A LesCinq da Faria Lima será ainda mais luxuosa. Localizada nos dois últimos andares do prédio onde ficam empresas como Google e Facebook, seu terraço terá bar lounge, pista de corrida e “piscina de lazer”, pensada tanto para natação quanto como “local de encontro”.

— Algo na linha da SoHo House (clube de luxo com unidades na Europa, EUA e Ásia), onde o PIB mais alto do país poderá cuidar do corpo, da saúde, relaxar, fazer negócios em ambiente descontraído — diz o CEO.

A unidade terá ainda restaurante, bangalôs para day use, DJs residentes e saunas em forma de cápsulas com vista panorâmica para a cidade. O acesso ao terraço será feito por escadaria com proteção de vidro, que avança para fora do edifício. Na sala de musculação, cada professor atenderá um único aluno, com capacidade de até 1.300 matriculados por mês.

Malhação e 'networking’

Na mesma Faria Lima, a BT Iguatemi dobrou as matrículas desde o fim da pandemia, para 1.200, batendo o recorde no fim do ano passado.

— O cenário de expansão pós-pandemia segue. Entre as causas, o retorno definitivo das pessoas que haviam se dividido entre suas casas e as de campo ou de praia e a valorização maior da prática de exercício em ambientes confortáveis, distantes do estereótipo da academia tradicional — conta Diego Cordeiro, carioca que é gerente da unidade há dez anos.

Ele detectou o aumento da frequência dos clientes, foco maior em musculação e diminuição das aulas temáticas, além da mudança dos horários de pico — cai o noturno, após 19h, explode o começo do dia — e maior interesse em atrações como eventos de alta gastronomia, DJs aos sábados e as suítes privativas nos banheiros. Entre os famosos malhadores dali estão Sergio Marone, Monique Afradique, Alok, Thiago Mansur e o ex-BBB Fernando Medeiros.
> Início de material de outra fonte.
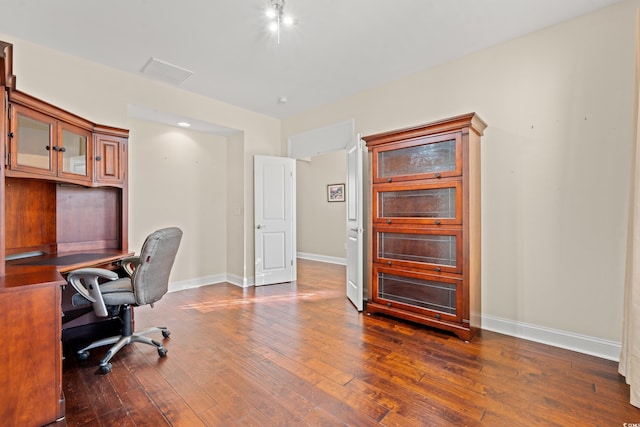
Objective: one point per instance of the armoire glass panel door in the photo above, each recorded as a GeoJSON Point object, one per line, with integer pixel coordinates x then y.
{"type": "Point", "coordinates": [425, 204]}
{"type": "Point", "coordinates": [438, 250]}
{"type": "Point", "coordinates": [435, 157]}
{"type": "Point", "coordinates": [74, 153]}
{"type": "Point", "coordinates": [32, 142]}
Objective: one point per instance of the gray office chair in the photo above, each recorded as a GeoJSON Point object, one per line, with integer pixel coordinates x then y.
{"type": "Point", "coordinates": [111, 295]}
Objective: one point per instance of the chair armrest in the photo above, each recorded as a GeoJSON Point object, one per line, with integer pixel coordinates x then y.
{"type": "Point", "coordinates": [85, 282]}
{"type": "Point", "coordinates": [129, 264]}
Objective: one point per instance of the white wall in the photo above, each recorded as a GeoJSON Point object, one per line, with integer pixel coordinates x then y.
{"type": "Point", "coordinates": [321, 228]}
{"type": "Point", "coordinates": [102, 95]}
{"type": "Point", "coordinates": [555, 169]}
{"type": "Point", "coordinates": [186, 187]}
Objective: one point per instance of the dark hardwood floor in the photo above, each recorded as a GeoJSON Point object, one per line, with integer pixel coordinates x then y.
{"type": "Point", "coordinates": [295, 355]}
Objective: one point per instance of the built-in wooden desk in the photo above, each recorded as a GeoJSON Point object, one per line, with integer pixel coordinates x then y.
{"type": "Point", "coordinates": [63, 195]}
{"type": "Point", "coordinates": [32, 316]}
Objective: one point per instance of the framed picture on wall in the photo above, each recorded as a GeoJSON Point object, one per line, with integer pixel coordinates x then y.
{"type": "Point", "coordinates": [335, 193]}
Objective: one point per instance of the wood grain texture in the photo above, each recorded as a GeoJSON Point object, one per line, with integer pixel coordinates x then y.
{"type": "Point", "coordinates": [299, 354]}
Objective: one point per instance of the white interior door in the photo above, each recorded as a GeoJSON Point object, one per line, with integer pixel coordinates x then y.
{"type": "Point", "coordinates": [274, 220]}
{"type": "Point", "coordinates": [354, 223]}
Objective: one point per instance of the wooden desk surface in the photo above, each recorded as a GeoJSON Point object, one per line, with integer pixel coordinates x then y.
{"type": "Point", "coordinates": [47, 269]}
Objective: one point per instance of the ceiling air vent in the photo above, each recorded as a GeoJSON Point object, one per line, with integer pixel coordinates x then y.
{"type": "Point", "coordinates": [165, 71]}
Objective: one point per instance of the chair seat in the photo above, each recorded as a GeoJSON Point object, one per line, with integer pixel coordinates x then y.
{"type": "Point", "coordinates": [113, 295]}
{"type": "Point", "coordinates": [118, 292]}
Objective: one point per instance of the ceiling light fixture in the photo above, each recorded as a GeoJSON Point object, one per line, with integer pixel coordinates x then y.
{"type": "Point", "coordinates": [275, 13]}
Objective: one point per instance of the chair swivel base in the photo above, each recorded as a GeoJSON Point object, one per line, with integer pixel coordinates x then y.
{"type": "Point", "coordinates": [119, 341]}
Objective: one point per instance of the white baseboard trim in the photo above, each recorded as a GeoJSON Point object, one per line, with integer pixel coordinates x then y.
{"type": "Point", "coordinates": [322, 258]}
{"type": "Point", "coordinates": [604, 349]}
{"type": "Point", "coordinates": [210, 280]}
{"type": "Point", "coordinates": [242, 282]}
{"type": "Point", "coordinates": [196, 283]}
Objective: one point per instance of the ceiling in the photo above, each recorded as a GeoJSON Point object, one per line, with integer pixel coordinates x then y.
{"type": "Point", "coordinates": [337, 48]}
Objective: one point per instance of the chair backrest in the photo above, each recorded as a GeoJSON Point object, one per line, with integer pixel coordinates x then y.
{"type": "Point", "coordinates": [150, 279]}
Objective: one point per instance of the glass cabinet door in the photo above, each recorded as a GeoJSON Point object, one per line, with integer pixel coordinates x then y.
{"type": "Point", "coordinates": [74, 152]}
{"type": "Point", "coordinates": [32, 142]}
{"type": "Point", "coordinates": [438, 204]}
{"type": "Point", "coordinates": [432, 249]}
{"type": "Point", "coordinates": [438, 296]}
{"type": "Point", "coordinates": [422, 158]}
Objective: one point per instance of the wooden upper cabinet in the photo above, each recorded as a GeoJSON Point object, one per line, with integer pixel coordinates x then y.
{"type": "Point", "coordinates": [74, 153]}
{"type": "Point", "coordinates": [109, 158]}
{"type": "Point", "coordinates": [48, 143]}
{"type": "Point", "coordinates": [41, 145]}
{"type": "Point", "coordinates": [31, 139]}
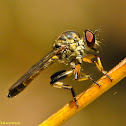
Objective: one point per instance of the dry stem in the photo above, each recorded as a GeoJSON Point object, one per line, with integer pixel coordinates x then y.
{"type": "Point", "coordinates": [86, 97]}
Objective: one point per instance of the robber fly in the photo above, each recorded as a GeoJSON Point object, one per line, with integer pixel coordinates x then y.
{"type": "Point", "coordinates": [69, 48]}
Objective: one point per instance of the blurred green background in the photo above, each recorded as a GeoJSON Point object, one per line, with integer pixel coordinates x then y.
{"type": "Point", "coordinates": [28, 29]}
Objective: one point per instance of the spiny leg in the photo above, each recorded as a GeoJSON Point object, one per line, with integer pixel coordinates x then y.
{"type": "Point", "coordinates": [59, 76]}
{"type": "Point", "coordinates": [87, 77]}
{"type": "Point", "coordinates": [98, 64]}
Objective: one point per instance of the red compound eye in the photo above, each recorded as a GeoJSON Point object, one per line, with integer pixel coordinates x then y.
{"type": "Point", "coordinates": [90, 38]}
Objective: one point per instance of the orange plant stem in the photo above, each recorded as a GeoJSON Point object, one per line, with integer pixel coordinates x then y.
{"type": "Point", "coordinates": [87, 96]}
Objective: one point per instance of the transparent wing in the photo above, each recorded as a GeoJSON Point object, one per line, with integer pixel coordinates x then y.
{"type": "Point", "coordinates": [32, 73]}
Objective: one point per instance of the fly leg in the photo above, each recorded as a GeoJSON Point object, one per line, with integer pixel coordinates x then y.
{"type": "Point", "coordinates": [85, 77]}
{"type": "Point", "coordinates": [88, 58]}
{"type": "Point", "coordinates": [55, 78]}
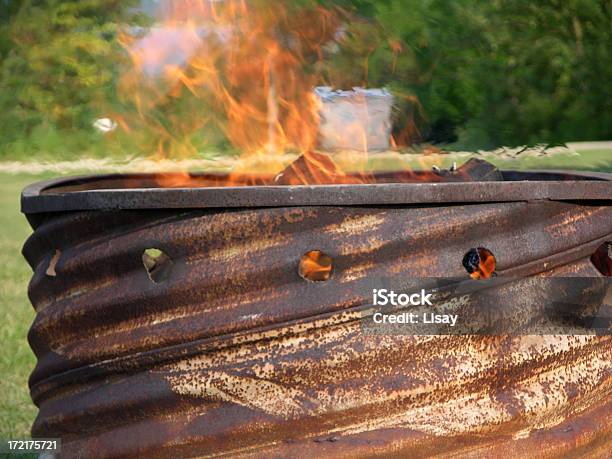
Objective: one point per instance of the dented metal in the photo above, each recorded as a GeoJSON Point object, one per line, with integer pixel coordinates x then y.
{"type": "Point", "coordinates": [233, 352]}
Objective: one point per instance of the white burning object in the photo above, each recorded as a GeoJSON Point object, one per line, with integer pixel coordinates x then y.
{"type": "Point", "coordinates": [354, 120]}
{"type": "Point", "coordinates": [105, 125]}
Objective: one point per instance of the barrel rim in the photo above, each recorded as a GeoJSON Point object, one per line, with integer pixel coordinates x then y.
{"type": "Point", "coordinates": [588, 186]}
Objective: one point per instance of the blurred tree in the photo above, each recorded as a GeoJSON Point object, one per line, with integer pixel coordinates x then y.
{"type": "Point", "coordinates": [502, 72]}
{"type": "Point", "coordinates": [58, 57]}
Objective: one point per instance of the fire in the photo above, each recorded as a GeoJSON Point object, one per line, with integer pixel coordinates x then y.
{"type": "Point", "coordinates": [249, 67]}
{"type": "Point", "coordinates": [246, 70]}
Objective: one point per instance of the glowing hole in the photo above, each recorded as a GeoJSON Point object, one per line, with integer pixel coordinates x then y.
{"type": "Point", "coordinates": [479, 263]}
{"type": "Point", "coordinates": [602, 259]}
{"type": "Point", "coordinates": [157, 264]}
{"type": "Point", "coordinates": [315, 266]}
{"type": "Point", "coordinates": [53, 263]}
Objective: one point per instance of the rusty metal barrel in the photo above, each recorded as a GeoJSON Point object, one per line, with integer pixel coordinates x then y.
{"type": "Point", "coordinates": [174, 322]}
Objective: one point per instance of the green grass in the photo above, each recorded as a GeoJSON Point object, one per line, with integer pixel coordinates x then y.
{"type": "Point", "coordinates": [16, 360]}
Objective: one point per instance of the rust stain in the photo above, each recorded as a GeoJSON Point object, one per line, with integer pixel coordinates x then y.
{"type": "Point", "coordinates": [234, 353]}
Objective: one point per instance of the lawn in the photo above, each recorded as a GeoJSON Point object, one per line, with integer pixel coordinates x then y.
{"type": "Point", "coordinates": [16, 360]}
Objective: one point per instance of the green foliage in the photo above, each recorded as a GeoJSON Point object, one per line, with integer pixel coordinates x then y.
{"type": "Point", "coordinates": [59, 60]}
{"type": "Point", "coordinates": [502, 72]}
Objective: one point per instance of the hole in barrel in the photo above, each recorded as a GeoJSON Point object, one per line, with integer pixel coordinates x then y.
{"type": "Point", "coordinates": [602, 259]}
{"type": "Point", "coordinates": [480, 263]}
{"type": "Point", "coordinates": [157, 264]}
{"type": "Point", "coordinates": [315, 266]}
{"type": "Point", "coordinates": [51, 272]}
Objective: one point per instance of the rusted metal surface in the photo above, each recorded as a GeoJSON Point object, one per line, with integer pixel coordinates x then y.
{"type": "Point", "coordinates": [141, 191]}
{"type": "Point", "coordinates": [235, 353]}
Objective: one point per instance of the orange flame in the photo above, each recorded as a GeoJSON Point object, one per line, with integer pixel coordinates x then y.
{"type": "Point", "coordinates": [246, 69]}
{"type": "Point", "coordinates": [248, 65]}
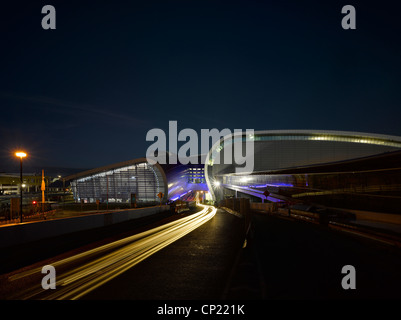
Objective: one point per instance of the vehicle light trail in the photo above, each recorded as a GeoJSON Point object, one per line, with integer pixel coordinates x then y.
{"type": "Point", "coordinates": [102, 264]}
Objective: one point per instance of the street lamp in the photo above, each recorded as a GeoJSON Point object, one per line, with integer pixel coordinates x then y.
{"type": "Point", "coordinates": [21, 155]}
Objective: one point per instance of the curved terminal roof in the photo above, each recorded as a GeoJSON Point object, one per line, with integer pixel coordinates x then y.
{"type": "Point", "coordinates": [115, 166]}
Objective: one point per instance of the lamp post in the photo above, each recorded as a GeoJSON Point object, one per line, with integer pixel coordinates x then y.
{"type": "Point", "coordinates": [21, 155]}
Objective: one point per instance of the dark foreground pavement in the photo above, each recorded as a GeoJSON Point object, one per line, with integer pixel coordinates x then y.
{"type": "Point", "coordinates": [194, 267]}
{"type": "Point", "coordinates": [289, 259]}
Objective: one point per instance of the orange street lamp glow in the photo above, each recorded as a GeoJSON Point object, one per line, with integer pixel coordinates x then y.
{"type": "Point", "coordinates": [20, 154]}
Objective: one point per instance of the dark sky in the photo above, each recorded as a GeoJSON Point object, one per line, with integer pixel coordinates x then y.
{"type": "Point", "coordinates": [85, 95]}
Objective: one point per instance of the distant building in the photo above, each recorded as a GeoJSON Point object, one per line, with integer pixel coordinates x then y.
{"type": "Point", "coordinates": [10, 183]}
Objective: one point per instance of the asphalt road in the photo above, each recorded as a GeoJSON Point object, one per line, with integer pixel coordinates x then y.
{"type": "Point", "coordinates": [289, 259]}
{"type": "Point", "coordinates": [283, 259]}
{"type": "Point", "coordinates": [196, 266]}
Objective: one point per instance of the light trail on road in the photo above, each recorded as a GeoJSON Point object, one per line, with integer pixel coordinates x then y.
{"type": "Point", "coordinates": [100, 265]}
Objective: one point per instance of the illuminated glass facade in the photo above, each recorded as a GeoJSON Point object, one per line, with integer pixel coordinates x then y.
{"type": "Point", "coordinates": [118, 182]}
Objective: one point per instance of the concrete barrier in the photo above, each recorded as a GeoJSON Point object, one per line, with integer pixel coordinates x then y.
{"type": "Point", "coordinates": [267, 207]}
{"type": "Point", "coordinates": [32, 231]}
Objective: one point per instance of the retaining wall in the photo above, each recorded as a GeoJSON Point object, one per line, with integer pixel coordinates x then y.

— As pessoas trazem seus computadores, fazem networking e vêm mais de uma vez no dia, antes e depois de irem ao escritório —conta.

As mensalidades incluem consultas com nutricionistas e fisioterapeutas, duas massagens de meia hora, produtos Giovanna Baby e Phytoervas e serviços individualizados de maquiagem e passadores de roupas, “que fazem enorme sucesso”.

A mais alta é R$ 3.100, mas pacotes de fidelidade podem reduzir até R$ 1.314. Em novembro, foram lançados Tokens BT, por R$ 32 mil para cinco anos de uso e R$ 50 mil para dez, podendo-se malhar em qualquer unidade da rede. Em seis meses, 50 foram vendidos.

— É um investimento que faz sentido neste nicho. Hoje, crescemos na medida em que somos cada vez menos apenas uma academia. O exercício vem junto, mas o foco é zero em sofrimento e cada vez mais em oferecer saúde com prazer — diz Cordeiro.